Reported signs of disease in 111 coyotes submitted for rabies testing, Massachusetts, USA, 1985–2008*

Clinical sign	Total no. (%)	DFA result
		Positive	Negative	Unsatisfactory
Aggression
No	100 (90.1)	4	92	4
Yes	11 (9.9)	6	5	0
Ataxia
No	109 (98.2)	10	95	4
Yes	2 (1.8)	0	2	0
Disorientation
No	94 (84.7)	8	83	3
Yes	17 (15.3)	2	14	1
Found dead
No	96 (86.5)	8	86	2
Yes	15 (13.5)	2	11	2
Lethargy
No	96 (86.5)	10	83	3
Yes	15 (13.5)	0	14	1
Paralysis
No	106 (95.5)	10	92	4
Yes	5 (4.5)	0	5	0
Salivation
No	108 (97.3)	9	95	4
Yes	3 (2.7)	1	2	0
Seizures
No	109 (98.2)	9	96	4
Yes	2 (1.8)	1	1	0
Wound of unknown origin
No	98 (88.3)	10	84	4
Yes	13 (11.7)	0	13	0

*DFA, direct fluorescence antibody; unsatisfactory, not tested because of decomposed brain tissue; no, not observed or unknown.
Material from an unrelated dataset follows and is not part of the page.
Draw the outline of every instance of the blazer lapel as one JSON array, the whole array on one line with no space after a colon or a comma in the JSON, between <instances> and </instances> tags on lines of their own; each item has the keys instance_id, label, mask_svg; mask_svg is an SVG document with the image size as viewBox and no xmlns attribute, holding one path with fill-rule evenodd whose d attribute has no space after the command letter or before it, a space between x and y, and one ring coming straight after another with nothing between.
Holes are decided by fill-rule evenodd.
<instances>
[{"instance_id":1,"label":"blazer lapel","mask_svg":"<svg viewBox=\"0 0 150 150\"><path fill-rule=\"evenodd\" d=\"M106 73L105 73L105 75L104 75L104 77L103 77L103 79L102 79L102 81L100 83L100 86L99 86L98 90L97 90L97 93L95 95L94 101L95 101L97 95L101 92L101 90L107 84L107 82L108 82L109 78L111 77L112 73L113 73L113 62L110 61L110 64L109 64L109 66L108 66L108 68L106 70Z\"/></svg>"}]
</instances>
A limitation of our study is the fact that the descriptions of the circumstances surrounding human interactions with a coyote were provided by members of the general public. Coyotes are large and unfamiliar animals, and such reports are likely to be distorted by that unfamiliarity and the fear engendered by the interaction. Another limitation is that the reported clinical signs represent only a proportion of coyotes that were submitted for testing, usually those that had had potentially infectious contact with a human or domestic animal.

Data involving coyotes from other states would be of interest because of the ongoing spread of RRV and the variation in coyote habitat and population. As populations of coyotes in many areas of dense human population increase, the risk for rabies and aggressive behavior in coyotes presents challenges for public health and animal management.